Perché quando si parla di conciliare, si parla solo di donne. E già qui sorge il primo problema. Conciliare lavoro e famiglia è diritto di donne e uomini, madri e padri, non solo delle prime. Ecco tutti i punti che sarebbero da discutere per migliorare la nostra società.
La società dovrebbe andare incontro alle persone, non il contrario
Molte volte non c’è scelta: o si lavora 10 ore al giorno e si ingoia il rospo, o si sta a casa e si ingoia il rospo. Noi tre siamo sempre e solo per la prima opzione, ma ciò non vuol dire che sia giusto. O meglio: per noi lo è, ma se potessimo scegliere, sceglieremmo un mondo diverso.
Un mondo in cui le donne possono avere orari più flessibili, lavorare da casa quando i figli sono malati o c’è sciopero, uscire presto, gestirsi i momenti. Facendo il proprio lavoro, ovviamente.
Ma sarebbe bello fosse così anche per gli uomini.
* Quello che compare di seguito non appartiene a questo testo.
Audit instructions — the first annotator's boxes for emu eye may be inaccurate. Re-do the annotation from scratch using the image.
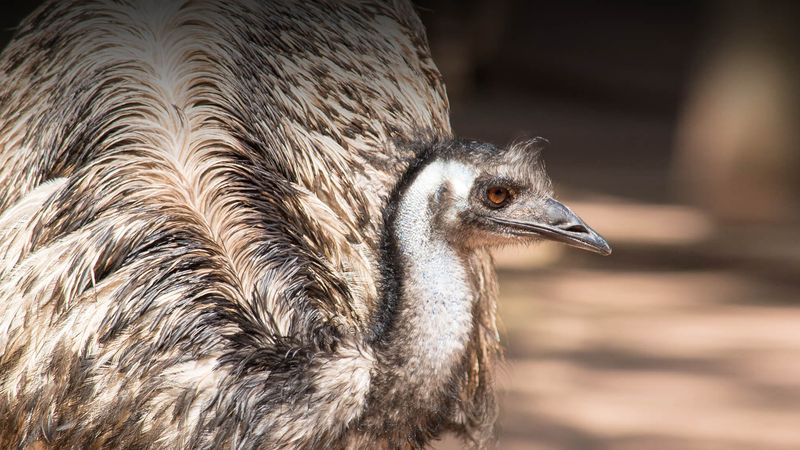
[486,186,511,208]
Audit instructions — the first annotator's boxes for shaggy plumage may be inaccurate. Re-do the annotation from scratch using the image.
[0,0,497,449]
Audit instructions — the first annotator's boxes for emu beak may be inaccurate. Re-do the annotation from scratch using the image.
[490,198,611,256]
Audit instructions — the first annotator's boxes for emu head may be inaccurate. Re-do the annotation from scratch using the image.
[406,138,611,255]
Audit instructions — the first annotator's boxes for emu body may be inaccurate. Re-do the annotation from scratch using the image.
[0,0,607,449]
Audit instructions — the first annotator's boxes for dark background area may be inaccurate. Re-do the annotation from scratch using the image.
[0,0,800,450]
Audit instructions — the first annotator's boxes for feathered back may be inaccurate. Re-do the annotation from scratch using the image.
[0,0,494,448]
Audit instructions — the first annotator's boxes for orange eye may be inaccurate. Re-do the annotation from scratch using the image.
[486,186,511,206]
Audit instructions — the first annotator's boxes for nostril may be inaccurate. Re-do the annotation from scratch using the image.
[564,224,589,233]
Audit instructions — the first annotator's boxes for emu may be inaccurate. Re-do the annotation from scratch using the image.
[0,0,610,449]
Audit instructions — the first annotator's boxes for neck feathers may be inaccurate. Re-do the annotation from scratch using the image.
[375,161,473,388]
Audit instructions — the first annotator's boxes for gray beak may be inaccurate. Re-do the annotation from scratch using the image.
[496,199,611,256]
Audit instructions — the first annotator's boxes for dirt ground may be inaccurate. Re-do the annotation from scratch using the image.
[439,199,800,450]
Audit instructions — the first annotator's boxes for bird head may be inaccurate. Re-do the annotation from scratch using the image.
[406,138,611,255]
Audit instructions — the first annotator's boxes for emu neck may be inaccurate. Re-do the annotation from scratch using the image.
[382,161,473,389]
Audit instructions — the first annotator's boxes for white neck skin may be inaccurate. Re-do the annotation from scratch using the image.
[395,161,475,390]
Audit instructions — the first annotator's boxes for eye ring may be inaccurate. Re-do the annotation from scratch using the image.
[485,186,511,208]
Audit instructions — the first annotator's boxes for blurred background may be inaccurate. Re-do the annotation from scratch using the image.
[6,0,800,450]
[417,0,800,450]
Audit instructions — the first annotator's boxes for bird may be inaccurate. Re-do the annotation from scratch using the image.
[0,0,611,449]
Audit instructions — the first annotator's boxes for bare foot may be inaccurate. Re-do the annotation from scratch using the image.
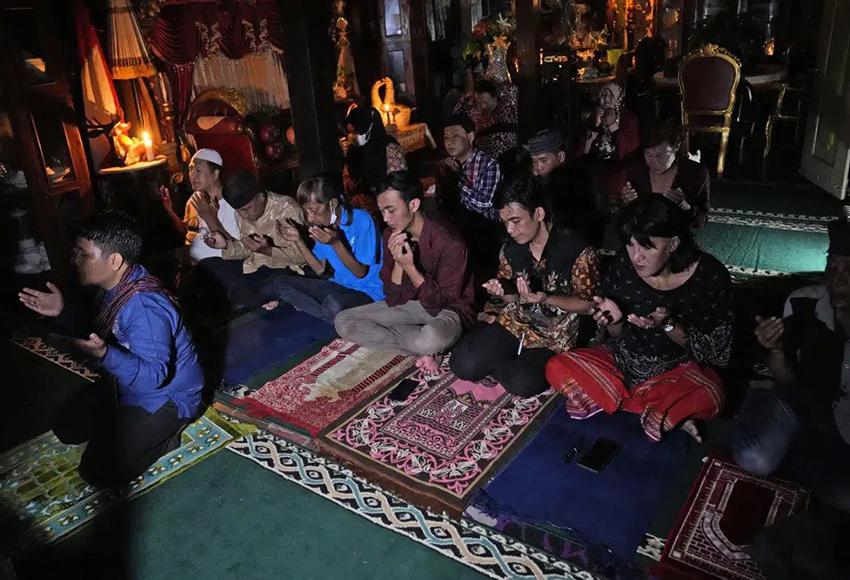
[416,355,443,375]
[679,419,702,443]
Una delle prime cose infatti sarebbe questa: cambiare la mentalità per cui le donne devono occuparsi della famiglia. Perché alla fine è così: quante di voi hanno lasciato il lavoro perché tanto se ne occupa vostro marito? E no, il fatto che guadagni di più non è un buon motivo, perché più ragioneremo in questo modo, più la società resterà ineguale e ingiusta. Più saremo quelle che conteranno meno. Quelle che rinunceranno al lavoro per stare a casa. Gli uomini saranno quelli considerati di più perché avranno sempre il senso di responsabilità, verso la famiglia, verso l’azienda, verso la società.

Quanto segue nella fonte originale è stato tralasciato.